La semana inmediata anterior, usé una frase que dice: “Piensa mal y acertarás”, la cual te invité a replantear como “Piensa bien y lo lograrás”. Hoy mencionaré otra interesante expresión que seguramente has escuchado: “el hábito no hace al monje”. Este dicho recomienda no juzgar a las personas por su aspecto externo, pues no siempre el exterior corresponde al interior. En este caso, el hábito, es un traje que visten los miembros de una orden religiosa.

Pero en esta ocasión te invito a analizarte, a identificar tus hábitos, pero no esos trajes religiosos, sino aquellas prácticas habituales que tienes.
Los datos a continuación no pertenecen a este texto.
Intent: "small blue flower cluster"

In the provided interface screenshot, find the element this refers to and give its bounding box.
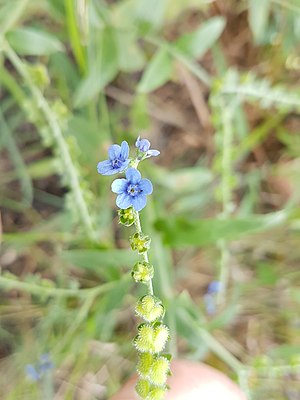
[97,136,160,211]
[26,353,54,382]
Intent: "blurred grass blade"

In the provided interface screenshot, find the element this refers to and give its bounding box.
[0,109,33,206]
[74,27,119,107]
[175,17,225,58]
[248,0,271,44]
[6,28,64,56]
[156,210,289,247]
[138,47,172,93]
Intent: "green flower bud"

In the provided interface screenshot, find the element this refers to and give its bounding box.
[135,295,165,322]
[118,207,134,226]
[133,323,169,354]
[148,357,170,386]
[137,353,154,378]
[135,379,151,399]
[147,387,167,400]
[131,262,154,283]
[153,324,170,353]
[129,232,151,254]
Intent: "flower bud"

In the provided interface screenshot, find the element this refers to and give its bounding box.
[135,379,151,399]
[129,232,151,254]
[118,207,134,226]
[135,295,165,322]
[131,262,154,283]
[147,387,167,400]
[137,353,154,378]
[133,323,170,354]
[148,357,170,386]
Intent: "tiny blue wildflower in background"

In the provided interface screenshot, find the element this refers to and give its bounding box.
[97,141,130,175]
[135,136,160,158]
[111,168,153,211]
[25,364,41,382]
[25,353,54,382]
[204,281,222,315]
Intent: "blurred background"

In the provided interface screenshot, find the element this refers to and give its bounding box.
[0,0,300,400]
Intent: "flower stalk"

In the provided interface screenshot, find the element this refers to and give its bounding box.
[97,137,171,400]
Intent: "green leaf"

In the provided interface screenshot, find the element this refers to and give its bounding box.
[248,0,271,44]
[6,28,64,56]
[156,211,288,247]
[74,28,119,107]
[138,48,172,93]
[175,17,225,58]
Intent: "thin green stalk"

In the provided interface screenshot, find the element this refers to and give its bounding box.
[217,102,233,304]
[0,108,33,206]
[133,209,154,296]
[65,0,86,74]
[0,276,129,298]
[4,42,96,240]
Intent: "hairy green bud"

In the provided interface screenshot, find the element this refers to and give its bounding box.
[135,295,165,322]
[133,324,169,354]
[118,207,134,226]
[131,262,154,283]
[135,379,151,399]
[129,232,151,254]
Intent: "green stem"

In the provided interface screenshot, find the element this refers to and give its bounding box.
[0,276,129,298]
[4,42,96,240]
[217,102,233,305]
[133,209,154,296]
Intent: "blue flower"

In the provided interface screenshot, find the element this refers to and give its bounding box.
[111,168,153,211]
[135,136,160,158]
[97,141,130,175]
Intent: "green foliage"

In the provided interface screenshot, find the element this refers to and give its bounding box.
[0,0,300,400]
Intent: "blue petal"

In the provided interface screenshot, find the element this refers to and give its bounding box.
[139,179,153,194]
[116,193,132,210]
[111,179,128,194]
[108,144,121,160]
[147,150,160,158]
[131,194,147,211]
[121,140,129,161]
[126,168,141,184]
[97,160,116,175]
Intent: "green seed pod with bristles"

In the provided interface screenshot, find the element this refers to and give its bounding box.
[137,353,154,378]
[153,324,170,353]
[135,295,165,322]
[135,379,151,399]
[146,387,167,400]
[149,357,170,386]
[131,262,154,283]
[133,324,155,353]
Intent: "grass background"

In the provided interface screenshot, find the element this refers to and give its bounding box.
[0,0,300,400]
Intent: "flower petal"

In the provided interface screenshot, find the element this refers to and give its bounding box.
[131,194,147,211]
[121,140,129,161]
[116,193,132,210]
[126,168,141,184]
[111,179,128,194]
[97,160,115,175]
[147,150,160,158]
[139,179,153,194]
[108,144,121,160]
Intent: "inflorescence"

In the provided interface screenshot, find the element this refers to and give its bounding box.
[97,137,171,400]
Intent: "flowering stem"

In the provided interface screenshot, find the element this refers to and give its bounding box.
[133,210,154,296]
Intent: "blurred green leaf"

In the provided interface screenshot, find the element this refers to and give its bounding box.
[155,211,288,247]
[175,17,225,58]
[6,28,64,56]
[137,48,172,93]
[248,0,271,44]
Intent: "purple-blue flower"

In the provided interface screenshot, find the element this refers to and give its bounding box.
[97,141,130,175]
[135,136,160,158]
[111,168,153,211]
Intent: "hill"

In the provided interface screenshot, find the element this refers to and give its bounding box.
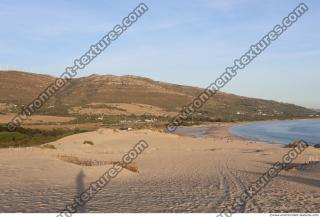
[0,71,317,121]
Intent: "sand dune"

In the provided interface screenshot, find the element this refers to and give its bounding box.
[0,125,320,212]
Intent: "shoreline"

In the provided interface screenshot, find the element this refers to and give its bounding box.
[0,123,320,213]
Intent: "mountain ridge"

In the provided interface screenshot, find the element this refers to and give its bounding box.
[0,71,317,121]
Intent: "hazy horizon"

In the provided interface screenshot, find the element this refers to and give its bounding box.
[0,0,320,109]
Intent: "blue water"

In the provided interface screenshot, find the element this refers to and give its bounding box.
[230,119,320,144]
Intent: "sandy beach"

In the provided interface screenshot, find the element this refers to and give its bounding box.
[0,124,320,212]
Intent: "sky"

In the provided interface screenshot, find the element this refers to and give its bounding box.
[0,0,320,109]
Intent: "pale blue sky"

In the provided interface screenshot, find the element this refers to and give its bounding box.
[0,0,320,108]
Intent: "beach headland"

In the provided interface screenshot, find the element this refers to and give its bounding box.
[0,123,320,212]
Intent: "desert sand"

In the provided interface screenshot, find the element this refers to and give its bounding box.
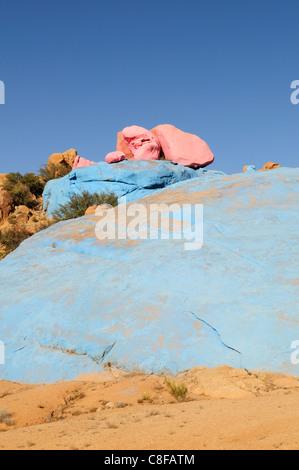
[0,367,299,450]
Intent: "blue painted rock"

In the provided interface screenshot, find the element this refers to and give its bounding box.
[43,160,200,216]
[0,162,299,383]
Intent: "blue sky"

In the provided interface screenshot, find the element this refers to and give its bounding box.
[0,0,299,173]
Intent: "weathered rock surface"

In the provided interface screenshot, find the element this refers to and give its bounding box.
[0,167,299,384]
[43,160,200,215]
[122,126,161,160]
[116,132,134,159]
[48,149,77,171]
[151,124,214,168]
[72,155,95,170]
[259,162,281,171]
[0,187,14,221]
[105,151,126,163]
[243,165,256,173]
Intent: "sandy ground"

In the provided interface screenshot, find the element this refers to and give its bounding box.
[0,367,299,450]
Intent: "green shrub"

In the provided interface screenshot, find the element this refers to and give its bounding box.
[39,163,71,184]
[53,191,118,222]
[2,173,44,209]
[165,377,188,401]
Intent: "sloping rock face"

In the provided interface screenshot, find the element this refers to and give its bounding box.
[0,168,299,383]
[43,160,197,216]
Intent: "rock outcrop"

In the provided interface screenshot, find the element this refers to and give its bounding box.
[151,124,214,168]
[259,162,281,171]
[105,151,126,164]
[72,155,95,170]
[48,149,77,171]
[116,132,134,160]
[0,161,299,387]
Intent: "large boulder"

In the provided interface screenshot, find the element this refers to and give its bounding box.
[122,126,161,160]
[43,160,198,216]
[0,187,14,221]
[0,165,299,383]
[73,155,95,170]
[151,124,214,168]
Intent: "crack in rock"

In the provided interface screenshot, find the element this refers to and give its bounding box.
[184,311,242,356]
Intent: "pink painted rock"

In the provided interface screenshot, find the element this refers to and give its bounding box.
[105,151,126,163]
[122,126,161,160]
[73,155,95,170]
[116,132,134,159]
[151,124,215,168]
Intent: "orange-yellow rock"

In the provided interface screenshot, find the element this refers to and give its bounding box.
[48,149,77,171]
[151,124,214,168]
[116,132,134,159]
[0,188,14,220]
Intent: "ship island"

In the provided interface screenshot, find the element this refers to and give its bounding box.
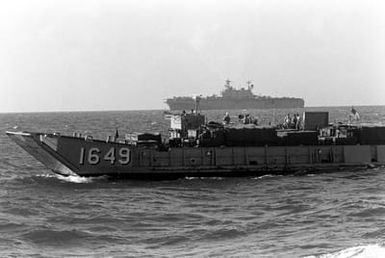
[165,80,305,110]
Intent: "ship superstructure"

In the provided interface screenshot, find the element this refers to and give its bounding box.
[165,80,305,110]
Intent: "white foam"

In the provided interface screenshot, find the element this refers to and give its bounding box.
[55,175,106,184]
[307,244,385,258]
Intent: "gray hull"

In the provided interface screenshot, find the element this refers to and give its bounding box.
[7,132,385,179]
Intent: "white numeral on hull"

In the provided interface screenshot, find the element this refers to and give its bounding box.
[79,147,131,165]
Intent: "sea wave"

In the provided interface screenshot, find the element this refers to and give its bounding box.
[306,243,385,258]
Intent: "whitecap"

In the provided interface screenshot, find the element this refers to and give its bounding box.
[307,244,385,258]
[54,175,106,184]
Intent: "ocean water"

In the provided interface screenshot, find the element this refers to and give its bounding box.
[0,106,385,258]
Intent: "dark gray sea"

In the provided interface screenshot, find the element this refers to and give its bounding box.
[0,106,385,258]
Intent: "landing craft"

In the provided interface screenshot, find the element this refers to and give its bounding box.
[7,108,385,179]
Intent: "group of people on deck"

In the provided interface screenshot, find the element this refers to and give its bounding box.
[223,107,360,130]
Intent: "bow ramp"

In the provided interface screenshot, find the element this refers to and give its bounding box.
[6,131,76,176]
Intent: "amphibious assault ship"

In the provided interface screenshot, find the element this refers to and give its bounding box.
[165,80,305,110]
[7,106,385,180]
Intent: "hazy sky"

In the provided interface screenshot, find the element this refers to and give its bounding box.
[0,0,385,112]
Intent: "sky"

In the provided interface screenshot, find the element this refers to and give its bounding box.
[0,0,385,112]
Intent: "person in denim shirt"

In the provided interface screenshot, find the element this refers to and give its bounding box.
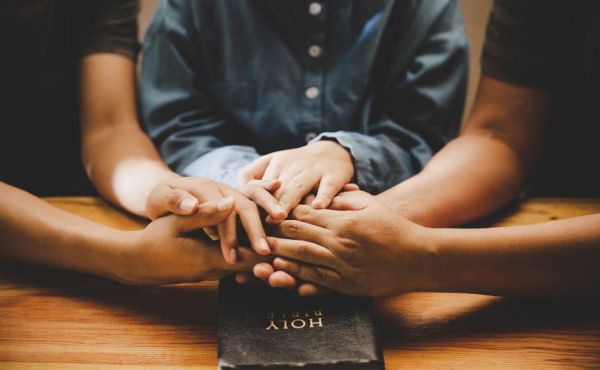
[140,0,468,264]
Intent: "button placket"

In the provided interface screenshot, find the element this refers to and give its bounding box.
[301,1,326,137]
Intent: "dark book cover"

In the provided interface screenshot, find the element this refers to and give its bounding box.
[218,278,384,370]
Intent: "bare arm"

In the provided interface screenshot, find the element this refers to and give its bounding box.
[378,75,549,227]
[431,215,600,297]
[81,54,177,216]
[0,182,260,284]
[0,183,127,279]
[264,192,600,298]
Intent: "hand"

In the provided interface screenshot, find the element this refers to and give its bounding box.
[239,141,354,217]
[244,188,360,296]
[146,177,287,264]
[269,192,435,296]
[115,197,264,285]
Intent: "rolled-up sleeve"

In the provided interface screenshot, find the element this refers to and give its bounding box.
[81,0,139,60]
[312,2,468,194]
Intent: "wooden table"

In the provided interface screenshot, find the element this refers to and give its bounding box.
[0,198,600,370]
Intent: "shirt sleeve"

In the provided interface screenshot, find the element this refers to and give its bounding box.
[311,2,468,194]
[81,0,139,60]
[481,0,568,89]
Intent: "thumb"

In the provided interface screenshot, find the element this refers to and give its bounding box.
[329,193,368,211]
[173,197,234,233]
[238,154,273,185]
[146,187,198,219]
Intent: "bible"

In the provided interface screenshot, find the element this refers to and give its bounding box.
[218,277,384,370]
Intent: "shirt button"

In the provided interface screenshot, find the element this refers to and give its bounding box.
[304,131,317,144]
[304,86,319,100]
[308,3,323,15]
[308,45,323,58]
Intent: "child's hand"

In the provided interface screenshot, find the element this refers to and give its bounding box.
[146,177,287,264]
[115,197,262,285]
[240,141,354,218]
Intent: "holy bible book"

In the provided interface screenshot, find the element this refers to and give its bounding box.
[218,278,384,370]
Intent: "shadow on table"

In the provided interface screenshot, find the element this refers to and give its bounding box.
[376,293,600,345]
[0,262,600,346]
[0,262,218,330]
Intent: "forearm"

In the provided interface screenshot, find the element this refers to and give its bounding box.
[430,215,600,298]
[82,123,177,217]
[377,134,524,227]
[0,183,127,279]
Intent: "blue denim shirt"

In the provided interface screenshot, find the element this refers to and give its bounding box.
[140,0,468,193]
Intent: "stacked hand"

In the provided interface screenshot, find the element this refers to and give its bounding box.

Charles Duhigg, en su exitoso libro The Power of Habit – Why We Do What We Do and How to Change It (El poder de los hábitos – Por qué hacemos lo que hacemos en la vida y en la empresa), menciona que cuando emerge un hábito, el cerebro deja de participar plenamente en la toma de decisiones. Esto se debe porque, según los científicos, el cerebro siempre está buscando la forma de ahorrar esfuerzo.

Es como cuando, buscando ser más eficientes en nuestro trabajo, empezamos a usar macros en Excel. Estas macros, al ser instrucciones pre-grabadas por nosotros mismos, las echamos a andar con el uso de uno o dos botones del teclado de la computadora y el tiempo de ejecución es tremendamente breve a que si no las utilizáramos. El principal estímulo para utilizarlas es que nos evitan darle al programa diversas instrucciones repetitivas, mismas que requieren de nuestra absoluta atención e inversión de tiempo.

Pero aquí hay algo muy importante, si al programar la macro se hace en forma incorrecta, lejos de lograr el resultado esperado, se obtiene algo totalmente inservible al ejecutarla.

Algo similar sucede con nuestro cerebro, adquirimos hábitos, los cuales hacen que hagamos cosas sin tener que estar conscientes de las decisiones, ya que el cerebro desea ser utilizado para cosas más retadoras. Es por ello, que el cerebro no se detiene a determinar por cuál lado de la cama nos levantamos por la mañana, qué movimientos hacer al cepillar nuestros dientes, en qué momento hacer un cambio de velocidad en nuestros auto estándar. Definitivamente, el hábito se fue creando y al inicio tal vez tuvimos que ser conscientes de qué hacer y cómo hacerlo, como cuando aprendimos a andar en bicicleta, a nadar, a manejar, etc.

Precisamente porque los hábitos son cosas que hacemos de forma automática, sin darnos cuenta, debemos empezar a ser conscientes de lo que hacemos y así como de cuándo, cómo y por qué lo hacemos. Según Charles Duhigg, los cuándos (señales) y los por qués (recompensas) no deben preocuparnos, son los cómos (rutinas) los que seguramente debemos cambiar.

Te invito a crear/retomar tu hábito de la lectura y qué mejor que hacerlo con este extraordinario libro: The Power of Habit – Why We Do What We Do and How to Change It (El poder de los hábitos – Por qué hacemos lo que hacemos en la vida y en la empresa), posiblemente hay hábitos que debes cambiar a la brevedad, pero debes aprender cómo hacerlo.

Así como “el hábito no hace al monje”, “los buenos hábitos hacen personas extraordinarias”.

Te deseo lo mejor de lo mejor en este proceso de cambiar hábitos negativos por hábitos positivos.